Pseudocode is something like :

def GuessMaxOfGaussian(X_tr, num_iterations=5, batch_size=10, timesteps=100):
    # X_tr is the data of size (batch_size, timesteps, 1)

    initial_guess = timesteps // 2 # Guess that the max is found at 50, like binary search
    dx = zeros((batch_size, 1))

    # in the previous post, for one example, I said 50 -> 75 -> 87 -> 84. 
    # So dx would be 0 (initial), 25, 37, 34 for that sample 

    # rnns can be defined this way, see the Truncated Backpropagation in
    # https://www.tensorflow.org/versions/r0.11/tutorials/recurrent/index.html

    for step in range(num_iterations):
        sample = X_tr[:, initial_guess+dx]  # make a guess

        with tf.variable_scope('rnn', reuse=step>0) as scope:
            hidden_state = slim.fully_connected(patches, 1, activation_fn=tf.nn.tanh)        
            prediction = slim.fully_connected(hidden_state, 1) 
            # assume : prediction is a number between 0 and 1

        dx = dx + prediction*timesteps

    return inits+dx
superhans commented 7 years ago

Ohhh.
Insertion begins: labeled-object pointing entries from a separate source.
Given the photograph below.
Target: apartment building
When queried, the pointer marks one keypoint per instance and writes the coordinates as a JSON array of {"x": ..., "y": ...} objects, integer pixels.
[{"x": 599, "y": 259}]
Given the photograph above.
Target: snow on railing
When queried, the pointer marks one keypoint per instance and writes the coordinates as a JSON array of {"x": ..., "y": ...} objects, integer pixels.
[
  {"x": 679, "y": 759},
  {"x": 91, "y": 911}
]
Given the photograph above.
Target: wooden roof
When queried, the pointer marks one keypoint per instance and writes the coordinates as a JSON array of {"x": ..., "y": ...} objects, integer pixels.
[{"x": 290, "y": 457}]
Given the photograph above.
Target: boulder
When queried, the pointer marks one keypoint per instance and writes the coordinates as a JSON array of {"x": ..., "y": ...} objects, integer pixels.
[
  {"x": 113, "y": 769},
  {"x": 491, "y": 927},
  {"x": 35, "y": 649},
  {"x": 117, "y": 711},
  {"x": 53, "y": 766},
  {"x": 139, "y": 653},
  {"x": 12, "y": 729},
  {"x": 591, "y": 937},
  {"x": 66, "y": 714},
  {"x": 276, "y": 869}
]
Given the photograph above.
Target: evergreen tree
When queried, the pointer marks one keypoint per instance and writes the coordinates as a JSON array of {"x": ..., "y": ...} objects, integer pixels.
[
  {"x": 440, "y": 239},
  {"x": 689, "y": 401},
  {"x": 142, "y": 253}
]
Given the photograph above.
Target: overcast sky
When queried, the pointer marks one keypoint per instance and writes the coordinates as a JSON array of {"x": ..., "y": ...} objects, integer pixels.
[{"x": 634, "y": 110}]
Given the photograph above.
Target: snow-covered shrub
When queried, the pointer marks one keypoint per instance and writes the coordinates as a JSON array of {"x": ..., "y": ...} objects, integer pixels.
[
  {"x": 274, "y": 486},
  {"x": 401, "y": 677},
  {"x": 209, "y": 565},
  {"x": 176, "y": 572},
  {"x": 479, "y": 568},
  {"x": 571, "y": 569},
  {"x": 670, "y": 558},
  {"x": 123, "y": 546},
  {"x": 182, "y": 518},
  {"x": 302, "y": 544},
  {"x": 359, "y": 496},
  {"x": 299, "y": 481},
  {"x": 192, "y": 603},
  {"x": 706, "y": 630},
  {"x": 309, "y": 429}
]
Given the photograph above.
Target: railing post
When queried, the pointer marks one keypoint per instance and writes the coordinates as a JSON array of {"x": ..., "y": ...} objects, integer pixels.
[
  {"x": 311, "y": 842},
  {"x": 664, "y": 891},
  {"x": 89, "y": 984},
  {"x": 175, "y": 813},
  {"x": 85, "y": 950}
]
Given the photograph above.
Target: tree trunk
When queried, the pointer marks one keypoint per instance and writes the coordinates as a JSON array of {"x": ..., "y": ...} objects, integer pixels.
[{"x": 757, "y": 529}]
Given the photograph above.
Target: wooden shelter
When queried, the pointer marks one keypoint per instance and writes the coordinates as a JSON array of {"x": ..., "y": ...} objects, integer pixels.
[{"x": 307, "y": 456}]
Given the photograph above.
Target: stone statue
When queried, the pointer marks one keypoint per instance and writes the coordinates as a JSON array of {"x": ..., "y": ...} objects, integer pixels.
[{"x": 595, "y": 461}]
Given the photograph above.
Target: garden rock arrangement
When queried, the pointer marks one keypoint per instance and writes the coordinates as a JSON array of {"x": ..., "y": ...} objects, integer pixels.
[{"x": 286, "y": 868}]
I understand a bit better now. In tensorflow, it looks like RNNs are a way to enforce tied weights. In tensorflow, we can do things like this with the RNN :

for step in range(num_iterations):
     prediction = do_something(init+prediction)

So we could implement the same thing in Keras if we explicitly did :

prediction = do_something(init)
prediction1 = do_something(init+prediction)
prediction2 = do_something(init+prediction+prediction1)

and ensure that all the do_somethings (which could be any Sequential model) have tied weights. But I'm guessing this isn't possible.

farizrahman4u commented 7 years ago

Its very much possible. And pretty straight forward. You just have to write the appropriate RNNCell.